2010年8月20日金曜日

スタッフ・ベンダ・ビリリ!

    日仏会館で試写会、
    ルノー・バレ&フローランド・ドラテュライ監督『ベンダ・ビリリ! ~もう一つのキンシャサの奇跡(132)』

    2004年12月、コンゴ民主共和国の首都キンシャサ。深夜の町には沢山のストリートチルドレンがいる。彼らは、かっぱらいやタカリなどて、生きている。人から盗んで生きていくのが、ジャングルの掟だと、一人の少年は言う。
    2005年5月、同じ場所に、自転車やバイクを改造した車椅子に乗った男たちが、集まって来る。リーダーの男はリッキー。パパリッキーと呼ばれる障害者の自分達が生きていくために、バンド、スタッフ・ベンダ・ビリリを作っているのだ。彼らは、幼い頃ポリオに感染して障害者となった。身体障害者シェルターで暮らしている。そこには彼らの家族も暮らしているが、皆路上生活とほとんど変わらない生活だ。キンシャサの子供たちは、子供同士博打をし、その日暮らしだ。そんな子供たちに、音楽で生計を立てる術を教えるリッキー。彼らの歌のテーマは、日常の生活から生まれた力強いメッセージだ。トンカラ(ダンボールのこと)の上で、寝起きする生活を歌った“トンカラ”、自分たちのようなことが起きないように、母親に幼児にポリオのワクチンを飲ませてくれと言う“ポリオ”、ギタリストのココが歌うコンゴの大河プールマレボ(?)の両岸で別れ別れに暮らす妹を歌った歌“マルガリータ”
    ある夜、ドキュメンタリー映画のクルーは、空き缶と一本の木と針金で出来た自作の楽器を演奏すことで、生きて行こうとしている13歳の少年ロジェに出会い、リッキーに紹介する。リッキーは、俺が時間を掛けて仕込めば、ロジェが将来優秀なリード・ギタリストになるだろうと言って、メンバーに加えた。彼らのリハーサルは、キンシャサ動物園だ。
     レコーディングが始まった。馴れないスタジオでの演奏は、メンバーを緊張させ、失敗を繰り返す。更に、シェルターが火事になり、リッキーたちは焼け出され、路上生活に逆戻りだ。日々の生活もままならず、レコーディングスタッフは、残りの予算をリッキーに預け、フランスに一時帰国する。ロジェも、故郷の村に帰った。
     1年後、レコード会社からの支援をこぎつけ、キンシャサに戻ると、リッキーたちは、煙草や菓子を売る屋台で生計を立てていた。その年は、ジョセフ・カビラの大統領選挙が行われている。
     再び、メンバーを集め出すリッキー。ロジェを探しに出るが、車でも辿り着けないような場所だ。しかし、成長したロジェが、小舟に乗ってリッキーの前に現れた。

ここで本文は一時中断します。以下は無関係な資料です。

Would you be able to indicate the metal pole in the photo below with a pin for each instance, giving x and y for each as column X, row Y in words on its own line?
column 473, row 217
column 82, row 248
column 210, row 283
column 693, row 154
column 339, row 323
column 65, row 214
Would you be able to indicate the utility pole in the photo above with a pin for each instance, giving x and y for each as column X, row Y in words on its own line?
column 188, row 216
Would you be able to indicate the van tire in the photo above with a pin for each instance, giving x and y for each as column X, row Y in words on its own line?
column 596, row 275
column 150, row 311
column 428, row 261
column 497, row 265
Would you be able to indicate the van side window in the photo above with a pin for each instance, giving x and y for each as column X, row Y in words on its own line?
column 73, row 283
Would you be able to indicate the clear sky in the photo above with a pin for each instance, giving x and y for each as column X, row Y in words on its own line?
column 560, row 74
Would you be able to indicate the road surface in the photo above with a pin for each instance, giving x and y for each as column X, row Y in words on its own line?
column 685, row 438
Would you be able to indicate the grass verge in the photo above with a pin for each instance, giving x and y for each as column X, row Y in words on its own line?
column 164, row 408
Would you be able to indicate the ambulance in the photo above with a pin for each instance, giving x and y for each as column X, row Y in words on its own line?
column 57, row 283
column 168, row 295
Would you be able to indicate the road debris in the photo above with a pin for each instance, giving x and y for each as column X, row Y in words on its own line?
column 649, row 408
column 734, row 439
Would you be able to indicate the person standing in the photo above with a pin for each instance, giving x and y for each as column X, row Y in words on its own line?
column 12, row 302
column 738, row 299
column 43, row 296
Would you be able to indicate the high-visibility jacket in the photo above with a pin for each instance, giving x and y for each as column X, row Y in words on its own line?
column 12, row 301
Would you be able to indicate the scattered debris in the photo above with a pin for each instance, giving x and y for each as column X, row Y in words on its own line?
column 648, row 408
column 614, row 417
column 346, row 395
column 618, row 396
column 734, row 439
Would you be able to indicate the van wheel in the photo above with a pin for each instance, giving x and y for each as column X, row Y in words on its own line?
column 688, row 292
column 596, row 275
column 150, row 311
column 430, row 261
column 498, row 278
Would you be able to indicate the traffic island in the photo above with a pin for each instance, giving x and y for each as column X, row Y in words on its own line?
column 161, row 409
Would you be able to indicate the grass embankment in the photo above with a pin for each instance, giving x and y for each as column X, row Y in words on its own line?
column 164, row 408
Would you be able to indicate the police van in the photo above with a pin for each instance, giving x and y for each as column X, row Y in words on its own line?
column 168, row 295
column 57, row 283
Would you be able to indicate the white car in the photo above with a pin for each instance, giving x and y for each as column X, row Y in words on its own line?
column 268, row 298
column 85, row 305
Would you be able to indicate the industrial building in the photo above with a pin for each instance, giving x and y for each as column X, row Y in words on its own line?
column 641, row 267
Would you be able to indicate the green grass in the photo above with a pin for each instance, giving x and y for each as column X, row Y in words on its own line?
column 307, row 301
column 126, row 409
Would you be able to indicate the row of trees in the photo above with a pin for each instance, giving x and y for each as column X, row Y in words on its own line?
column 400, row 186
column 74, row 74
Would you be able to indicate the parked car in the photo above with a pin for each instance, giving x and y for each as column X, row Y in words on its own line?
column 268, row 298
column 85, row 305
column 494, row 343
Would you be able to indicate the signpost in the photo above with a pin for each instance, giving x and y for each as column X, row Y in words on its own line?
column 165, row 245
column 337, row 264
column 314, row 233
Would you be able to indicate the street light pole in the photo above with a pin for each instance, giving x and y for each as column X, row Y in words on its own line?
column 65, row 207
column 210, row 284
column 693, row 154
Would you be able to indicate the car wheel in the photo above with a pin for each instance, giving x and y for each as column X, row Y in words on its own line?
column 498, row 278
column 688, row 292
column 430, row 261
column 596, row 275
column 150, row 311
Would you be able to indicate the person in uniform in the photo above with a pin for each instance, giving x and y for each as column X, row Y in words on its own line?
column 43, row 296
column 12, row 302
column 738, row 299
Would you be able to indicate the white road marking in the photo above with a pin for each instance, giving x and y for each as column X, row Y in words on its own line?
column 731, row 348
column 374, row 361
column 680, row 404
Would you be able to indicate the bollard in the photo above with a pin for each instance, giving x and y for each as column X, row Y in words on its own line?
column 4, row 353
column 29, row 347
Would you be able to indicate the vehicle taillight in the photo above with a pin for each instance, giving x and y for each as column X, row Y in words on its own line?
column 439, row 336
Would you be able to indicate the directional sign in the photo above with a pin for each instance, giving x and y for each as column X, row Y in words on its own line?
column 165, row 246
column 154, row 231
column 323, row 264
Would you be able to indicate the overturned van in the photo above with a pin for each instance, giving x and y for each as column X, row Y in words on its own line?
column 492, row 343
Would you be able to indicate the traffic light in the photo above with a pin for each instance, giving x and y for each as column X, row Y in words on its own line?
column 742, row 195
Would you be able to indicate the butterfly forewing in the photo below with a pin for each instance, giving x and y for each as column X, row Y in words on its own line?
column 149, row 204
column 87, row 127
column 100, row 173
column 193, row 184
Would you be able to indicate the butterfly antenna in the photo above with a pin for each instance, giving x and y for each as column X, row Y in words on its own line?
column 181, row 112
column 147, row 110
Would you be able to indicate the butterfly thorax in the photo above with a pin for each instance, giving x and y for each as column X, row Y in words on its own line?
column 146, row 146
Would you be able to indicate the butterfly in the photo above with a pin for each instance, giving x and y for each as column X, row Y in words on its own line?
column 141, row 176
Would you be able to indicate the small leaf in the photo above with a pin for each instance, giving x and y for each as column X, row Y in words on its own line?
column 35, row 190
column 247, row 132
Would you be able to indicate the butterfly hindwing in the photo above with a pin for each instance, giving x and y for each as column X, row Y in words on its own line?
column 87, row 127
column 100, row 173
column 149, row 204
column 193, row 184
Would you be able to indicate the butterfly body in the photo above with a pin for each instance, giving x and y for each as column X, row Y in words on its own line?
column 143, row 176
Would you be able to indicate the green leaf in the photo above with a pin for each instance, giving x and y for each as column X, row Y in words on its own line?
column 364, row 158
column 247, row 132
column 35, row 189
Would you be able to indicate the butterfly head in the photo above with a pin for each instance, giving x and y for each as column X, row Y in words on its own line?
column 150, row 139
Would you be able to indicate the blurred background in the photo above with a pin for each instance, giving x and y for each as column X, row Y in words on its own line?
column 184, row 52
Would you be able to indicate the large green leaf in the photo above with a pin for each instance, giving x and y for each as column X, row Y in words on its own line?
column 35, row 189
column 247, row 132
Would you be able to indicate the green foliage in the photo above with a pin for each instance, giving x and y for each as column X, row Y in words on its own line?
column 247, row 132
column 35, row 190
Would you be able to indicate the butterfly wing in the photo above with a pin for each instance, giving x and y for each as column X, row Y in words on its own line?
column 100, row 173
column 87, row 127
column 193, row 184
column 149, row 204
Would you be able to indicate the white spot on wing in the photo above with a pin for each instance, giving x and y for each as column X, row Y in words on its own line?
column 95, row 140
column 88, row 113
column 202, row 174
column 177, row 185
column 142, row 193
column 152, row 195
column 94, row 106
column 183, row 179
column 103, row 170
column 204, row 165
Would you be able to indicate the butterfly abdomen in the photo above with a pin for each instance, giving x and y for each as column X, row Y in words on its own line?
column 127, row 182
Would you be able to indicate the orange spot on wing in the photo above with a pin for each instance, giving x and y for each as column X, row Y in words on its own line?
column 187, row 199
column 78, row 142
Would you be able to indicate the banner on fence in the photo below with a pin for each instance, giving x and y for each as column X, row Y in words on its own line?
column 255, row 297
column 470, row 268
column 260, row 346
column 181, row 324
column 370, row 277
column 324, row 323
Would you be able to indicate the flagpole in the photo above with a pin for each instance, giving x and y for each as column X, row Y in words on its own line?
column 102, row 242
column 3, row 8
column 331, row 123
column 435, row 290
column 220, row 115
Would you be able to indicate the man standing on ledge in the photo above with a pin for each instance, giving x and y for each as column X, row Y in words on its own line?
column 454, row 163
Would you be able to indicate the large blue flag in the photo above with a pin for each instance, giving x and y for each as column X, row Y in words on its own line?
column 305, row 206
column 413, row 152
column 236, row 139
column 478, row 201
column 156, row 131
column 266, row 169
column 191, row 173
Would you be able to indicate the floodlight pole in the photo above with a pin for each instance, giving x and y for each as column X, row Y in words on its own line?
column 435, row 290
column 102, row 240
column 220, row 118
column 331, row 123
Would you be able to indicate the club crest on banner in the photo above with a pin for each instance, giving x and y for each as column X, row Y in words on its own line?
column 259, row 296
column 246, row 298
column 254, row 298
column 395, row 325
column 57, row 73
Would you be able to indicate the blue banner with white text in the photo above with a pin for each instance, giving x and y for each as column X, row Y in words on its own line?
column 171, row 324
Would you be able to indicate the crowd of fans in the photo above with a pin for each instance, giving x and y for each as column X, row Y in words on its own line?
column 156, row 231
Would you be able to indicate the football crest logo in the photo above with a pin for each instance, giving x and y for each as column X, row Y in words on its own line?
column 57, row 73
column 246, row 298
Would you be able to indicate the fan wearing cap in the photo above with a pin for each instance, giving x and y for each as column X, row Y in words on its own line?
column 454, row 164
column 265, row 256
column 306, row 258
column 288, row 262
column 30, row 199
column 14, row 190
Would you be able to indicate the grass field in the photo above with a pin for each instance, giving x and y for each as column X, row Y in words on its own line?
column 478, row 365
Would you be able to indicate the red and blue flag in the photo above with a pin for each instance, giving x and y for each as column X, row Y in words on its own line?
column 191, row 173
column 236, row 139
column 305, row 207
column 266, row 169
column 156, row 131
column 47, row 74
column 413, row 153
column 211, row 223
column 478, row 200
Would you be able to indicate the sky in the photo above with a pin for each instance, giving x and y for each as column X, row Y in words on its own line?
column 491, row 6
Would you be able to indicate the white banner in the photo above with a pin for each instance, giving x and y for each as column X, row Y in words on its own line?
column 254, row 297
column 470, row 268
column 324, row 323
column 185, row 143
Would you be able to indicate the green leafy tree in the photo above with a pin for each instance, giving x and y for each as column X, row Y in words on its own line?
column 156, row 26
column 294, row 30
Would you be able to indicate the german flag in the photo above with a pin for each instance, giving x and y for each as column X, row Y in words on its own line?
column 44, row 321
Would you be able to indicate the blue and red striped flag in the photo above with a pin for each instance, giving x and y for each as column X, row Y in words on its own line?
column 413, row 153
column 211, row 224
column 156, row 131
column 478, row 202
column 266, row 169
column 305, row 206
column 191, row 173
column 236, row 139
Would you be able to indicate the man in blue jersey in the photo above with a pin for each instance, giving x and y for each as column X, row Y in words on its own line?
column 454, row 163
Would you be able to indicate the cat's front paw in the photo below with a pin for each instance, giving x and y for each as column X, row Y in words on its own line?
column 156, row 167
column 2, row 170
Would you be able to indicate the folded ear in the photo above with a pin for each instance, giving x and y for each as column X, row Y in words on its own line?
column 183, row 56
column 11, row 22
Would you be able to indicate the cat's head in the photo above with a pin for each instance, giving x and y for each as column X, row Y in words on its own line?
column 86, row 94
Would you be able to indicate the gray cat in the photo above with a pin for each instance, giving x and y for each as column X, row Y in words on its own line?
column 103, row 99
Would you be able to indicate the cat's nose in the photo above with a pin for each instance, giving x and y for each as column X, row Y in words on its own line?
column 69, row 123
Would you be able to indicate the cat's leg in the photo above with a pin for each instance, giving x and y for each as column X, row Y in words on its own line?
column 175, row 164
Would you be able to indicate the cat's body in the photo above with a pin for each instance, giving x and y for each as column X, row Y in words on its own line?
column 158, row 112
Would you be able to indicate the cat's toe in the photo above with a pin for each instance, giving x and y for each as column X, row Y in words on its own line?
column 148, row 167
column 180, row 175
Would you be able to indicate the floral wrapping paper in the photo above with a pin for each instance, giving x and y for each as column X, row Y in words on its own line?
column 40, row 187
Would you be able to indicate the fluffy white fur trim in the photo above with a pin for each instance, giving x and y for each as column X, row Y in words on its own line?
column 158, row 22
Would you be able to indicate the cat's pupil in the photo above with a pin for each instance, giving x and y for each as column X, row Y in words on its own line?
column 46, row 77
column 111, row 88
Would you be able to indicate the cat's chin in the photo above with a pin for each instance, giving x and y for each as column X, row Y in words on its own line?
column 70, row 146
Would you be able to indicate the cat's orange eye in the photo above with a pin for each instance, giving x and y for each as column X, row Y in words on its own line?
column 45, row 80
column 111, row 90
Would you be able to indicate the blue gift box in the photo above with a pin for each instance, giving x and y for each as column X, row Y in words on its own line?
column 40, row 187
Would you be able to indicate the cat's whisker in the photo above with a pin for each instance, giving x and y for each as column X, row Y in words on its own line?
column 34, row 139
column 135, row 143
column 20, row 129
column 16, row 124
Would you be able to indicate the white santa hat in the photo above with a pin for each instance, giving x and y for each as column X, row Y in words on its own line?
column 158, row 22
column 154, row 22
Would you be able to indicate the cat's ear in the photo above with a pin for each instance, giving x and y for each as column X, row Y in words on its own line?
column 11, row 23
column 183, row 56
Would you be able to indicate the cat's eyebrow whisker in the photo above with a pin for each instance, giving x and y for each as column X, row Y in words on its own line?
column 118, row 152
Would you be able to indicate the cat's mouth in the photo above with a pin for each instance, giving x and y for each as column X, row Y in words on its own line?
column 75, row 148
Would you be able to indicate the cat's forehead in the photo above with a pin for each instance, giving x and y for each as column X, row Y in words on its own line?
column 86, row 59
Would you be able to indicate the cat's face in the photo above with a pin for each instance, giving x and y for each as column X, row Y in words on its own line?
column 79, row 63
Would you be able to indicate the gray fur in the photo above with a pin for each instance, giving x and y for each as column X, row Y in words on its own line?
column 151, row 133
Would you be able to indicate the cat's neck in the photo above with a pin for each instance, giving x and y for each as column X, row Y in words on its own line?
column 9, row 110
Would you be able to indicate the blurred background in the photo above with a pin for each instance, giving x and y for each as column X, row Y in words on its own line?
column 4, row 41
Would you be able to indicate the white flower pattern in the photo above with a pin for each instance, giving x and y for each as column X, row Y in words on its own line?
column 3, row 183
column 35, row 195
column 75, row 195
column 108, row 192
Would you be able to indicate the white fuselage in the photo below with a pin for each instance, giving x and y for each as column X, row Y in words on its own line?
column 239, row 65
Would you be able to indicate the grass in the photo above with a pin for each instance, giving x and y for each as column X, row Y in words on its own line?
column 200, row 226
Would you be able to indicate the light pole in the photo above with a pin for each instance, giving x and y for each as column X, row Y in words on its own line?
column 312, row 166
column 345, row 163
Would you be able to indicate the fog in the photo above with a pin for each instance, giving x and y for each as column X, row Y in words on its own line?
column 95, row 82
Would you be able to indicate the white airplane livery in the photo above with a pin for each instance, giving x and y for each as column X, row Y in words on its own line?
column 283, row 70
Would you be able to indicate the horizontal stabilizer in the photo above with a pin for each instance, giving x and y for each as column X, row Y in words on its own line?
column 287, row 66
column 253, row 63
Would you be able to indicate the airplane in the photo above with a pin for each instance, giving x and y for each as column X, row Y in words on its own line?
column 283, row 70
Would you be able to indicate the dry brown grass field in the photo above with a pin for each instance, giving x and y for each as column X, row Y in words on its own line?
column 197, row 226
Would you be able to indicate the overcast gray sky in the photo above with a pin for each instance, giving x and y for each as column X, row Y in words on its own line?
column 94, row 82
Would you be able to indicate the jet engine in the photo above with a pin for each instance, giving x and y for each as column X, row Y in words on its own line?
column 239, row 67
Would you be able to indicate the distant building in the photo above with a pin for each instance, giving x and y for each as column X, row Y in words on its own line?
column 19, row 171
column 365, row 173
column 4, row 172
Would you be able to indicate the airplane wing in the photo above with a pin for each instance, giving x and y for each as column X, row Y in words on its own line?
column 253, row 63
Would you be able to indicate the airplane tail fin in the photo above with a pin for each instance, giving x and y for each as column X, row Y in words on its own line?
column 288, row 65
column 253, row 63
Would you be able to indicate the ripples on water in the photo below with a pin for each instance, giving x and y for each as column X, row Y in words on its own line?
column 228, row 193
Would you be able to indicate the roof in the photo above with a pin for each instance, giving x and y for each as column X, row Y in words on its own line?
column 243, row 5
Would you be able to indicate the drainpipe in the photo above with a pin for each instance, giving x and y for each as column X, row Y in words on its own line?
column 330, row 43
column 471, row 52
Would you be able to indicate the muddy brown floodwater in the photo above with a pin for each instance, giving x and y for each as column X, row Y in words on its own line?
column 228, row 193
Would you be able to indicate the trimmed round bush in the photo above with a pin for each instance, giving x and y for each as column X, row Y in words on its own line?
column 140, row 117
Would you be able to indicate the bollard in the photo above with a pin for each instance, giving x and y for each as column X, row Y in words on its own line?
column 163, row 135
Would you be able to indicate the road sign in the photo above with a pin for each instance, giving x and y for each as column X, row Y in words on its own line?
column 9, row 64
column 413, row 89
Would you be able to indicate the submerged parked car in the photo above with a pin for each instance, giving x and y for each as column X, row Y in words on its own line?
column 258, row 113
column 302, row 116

レコーディングは再開された。今回は、いつもリハーサルをするキンシャサ動物園でスタートした。
夜、蚊の大群に悩まされながらも、素晴らしい演奏が録れた。一年のブランクを感じさせない集中力で、彼らの1stアルバム「屈強のコンゴ魂」が完成した。
アルバム完成記念コンサートが、キンシャサのフランス系会場で開かれ、大成功を治め、800ドルのギャラも入った。リッキーは、メンバーにギャラを分配する。ロジェには、主要メンバーと同じ80ドルを渡し、入院中の母親の治療費を払って退院させてやれと言う。次は、いよいよ、海外ツアーだ。2009年7月、フランスで行われたユーロックフェスだ。パスポートも、飛行機も、勿論海外も初めての経験だ。口々に自分たちの音楽への自信を語りながらも、緊張した表情のベンダ・ビリリのメンバー。
   コンサートは素晴らしいものだった。

トンカラ(段ボール)の上から世界へ。
友よ忘れるな。昨日は道で食べ、今日は皿で食べる。今日は皿で食べ、明日は道で食べる。
リッキー、ロジェ、ココ
「屈強のコンゴ魂」
2010年7月、ユーロック
トンカラ(段ボール)の上から世界へ。
友よ忘れるな。昨日は道で食べ、今日は皿で食べる。今日は皿で食べ、明日は道で食べる。